Surgery>>>>>Burns
Question 12#

A 14-year-old girl sustains a steam burn measuring 6 by 7 inches over the ulnar aspect of her right forearm. Blisters develop over the entire area of the burn wound, and by the time the patient is seen 6 hours after the injury, some of the blisters have ruptured spontaneously. All of the following therapeutic regimens might be considered appropriate for this patient EXCEPT:

A. Application of silver sulfadiazine cream (Silvadene) and daily washes, but no dressing
B. Application of mafenide acetate cream (Sulfamylon), but no daily washes or dressing
C. Homograft application without sutures to secure it in place, but no daily washes or dressing
D. Heterograft (pigskin) application with sutures to secure it in place and daily washes, but no dressing

Correct Answer is D

Comment:

A number of different acceptable regimens exist for treating small, superficial second-degree burn injuries. In all cases, the necrotic epithelium is first debrided.
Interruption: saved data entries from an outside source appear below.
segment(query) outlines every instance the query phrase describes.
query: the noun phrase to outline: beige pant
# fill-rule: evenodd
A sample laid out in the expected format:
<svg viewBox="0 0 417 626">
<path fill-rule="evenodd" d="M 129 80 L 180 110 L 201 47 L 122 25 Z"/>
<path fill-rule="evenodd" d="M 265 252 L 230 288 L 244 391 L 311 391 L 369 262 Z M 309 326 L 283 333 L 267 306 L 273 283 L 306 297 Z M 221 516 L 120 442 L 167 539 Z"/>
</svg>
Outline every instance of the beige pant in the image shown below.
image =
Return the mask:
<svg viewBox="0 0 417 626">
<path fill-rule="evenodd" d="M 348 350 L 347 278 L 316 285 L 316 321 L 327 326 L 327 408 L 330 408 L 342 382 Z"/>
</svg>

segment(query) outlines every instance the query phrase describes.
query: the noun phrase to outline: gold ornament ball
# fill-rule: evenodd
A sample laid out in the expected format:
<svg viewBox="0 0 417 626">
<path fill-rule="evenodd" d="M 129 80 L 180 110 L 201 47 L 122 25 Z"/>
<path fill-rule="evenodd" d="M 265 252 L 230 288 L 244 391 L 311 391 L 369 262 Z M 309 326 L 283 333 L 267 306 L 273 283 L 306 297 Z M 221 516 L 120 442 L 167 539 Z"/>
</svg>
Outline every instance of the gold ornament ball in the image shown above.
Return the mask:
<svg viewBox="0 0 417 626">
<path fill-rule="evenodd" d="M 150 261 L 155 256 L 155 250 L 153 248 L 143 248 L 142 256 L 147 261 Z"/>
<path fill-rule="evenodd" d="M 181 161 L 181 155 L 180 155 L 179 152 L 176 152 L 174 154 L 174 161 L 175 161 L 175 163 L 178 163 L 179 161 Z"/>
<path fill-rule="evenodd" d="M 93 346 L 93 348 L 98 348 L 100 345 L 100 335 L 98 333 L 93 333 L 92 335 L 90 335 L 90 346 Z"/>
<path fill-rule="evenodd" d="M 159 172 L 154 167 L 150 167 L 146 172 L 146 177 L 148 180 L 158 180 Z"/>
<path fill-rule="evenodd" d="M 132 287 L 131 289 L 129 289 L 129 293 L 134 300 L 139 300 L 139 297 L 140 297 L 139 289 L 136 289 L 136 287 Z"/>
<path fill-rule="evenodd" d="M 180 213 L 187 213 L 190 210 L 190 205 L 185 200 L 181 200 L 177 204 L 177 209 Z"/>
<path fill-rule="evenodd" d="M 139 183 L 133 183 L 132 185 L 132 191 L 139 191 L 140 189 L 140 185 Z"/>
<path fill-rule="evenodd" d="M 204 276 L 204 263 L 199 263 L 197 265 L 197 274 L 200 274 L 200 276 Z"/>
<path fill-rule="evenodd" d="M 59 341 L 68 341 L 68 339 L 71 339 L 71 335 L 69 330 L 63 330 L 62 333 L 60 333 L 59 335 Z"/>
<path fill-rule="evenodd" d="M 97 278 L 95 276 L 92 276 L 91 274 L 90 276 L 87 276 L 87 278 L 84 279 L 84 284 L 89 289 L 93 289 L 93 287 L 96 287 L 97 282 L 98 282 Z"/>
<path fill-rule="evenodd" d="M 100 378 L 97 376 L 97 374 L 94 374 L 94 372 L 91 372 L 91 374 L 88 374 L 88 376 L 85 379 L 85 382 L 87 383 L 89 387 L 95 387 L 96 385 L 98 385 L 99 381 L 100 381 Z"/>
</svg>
Topical antibacterial agents then may be applied and the wounds treated open or closed with dressings changed daily or every other day. Biologic dressings (homografts or heterografts) may be applied to superficial second-degree burns at the time of initial debridement. Typically, these dressings quickly adhere to the wounds, relieve pain, and promote rapid epithelialization. These dressings should not be sutured in place, however, because suturing creates the potential for a closedspace infection and for conversion of a second degree to a full-thickness injury. If a biologic dressing does not adhere, it should be removed immediately, and the wound should then be treated with topical antibacterial agents.